In het nieuwe museum van Ton Schulten zijn op initiatief van de Vogelwerkgroep Heemkunde Ootmarsum dertien nestkasten voor gierzwaluwen geplaatst. Dat wil nog niet zeggen dat het inde komende periode ‘gieren’ wordt in het museum, want gemiddeld duurt het zo’n 5 jaar voordat de gierzwaluw een nieuwe nestplek in gebruik neemt.
Ootmarsum is echter wel een bakermat voor gierzwaluwen, want met name rondom en in de Protestantse kerk komen deze bijzondere vogels jaarlijks terug om te broeden. Ook in de Molenborgh zijn vorig jaar deze nestgelegenheden aangebracht.
Medewerkers van aannemersbedrijf Steggink en enkele leden van de Vogelwerkgroep hebben de kasten op de meest geschikte plaatsen aan de buitenzijde van het gebouw laten aanbrengen. Vooral wordt dan gekeken naar de aanvliegroute en naar de mogelijkheid voor de jonge gierzwaluwen om de nestgelegenheid te verlaten. Daarvoor is namelijk een vrije val ruimte nodig van meer dan drie meter. De jonkies kiezen dan het luchtruim en vinden pas weer vaste grond onder hun pootjes als ze geslachtsrijp en een partner gevonden hebben. Al die tijd blijft de gierzwaluw vliegen en dat geldt ook als de beestjes in Afrika zijn, zo’n 7000 kilometer van Nederland.

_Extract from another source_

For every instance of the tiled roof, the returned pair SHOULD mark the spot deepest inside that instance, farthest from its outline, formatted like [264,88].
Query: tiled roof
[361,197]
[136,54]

Ootmarsum mag blij zijn dat het een kolonie gierzwaluwen heeft en dat er nog mensen en organisaties bereid zijn om in nieuwe gebouwen nestgelegenheden voor de gierzwaluwen aan te brengen. Ton Schulten en zijn vrouw Ank twijfelden geen moment en gaven graag de gelegenheid aan de Vogelwerkgroep om van deze nieuwbouw te profiteren. Te vaak verdwijnen de nestgelegenheden door ver – en nieuwbouw en het plaatsen van isolatiemateriaal. Op 26 april kwam de eerste melding binnen van boven Ootmarsum gearriveerde gierzwaluwen. Momenteel zijn ze al weer op verschillende plekken bezig om hun jongen te voorzien van voedsel. Door hun karakteristieke gierende geluid zijn ze haast niet te missen. De vogelwerkgroep hoopt dat Ootmarsummers zich blijven melden om door te geven of gierzwaluwen zich ‘ergens’ hebben genesteld.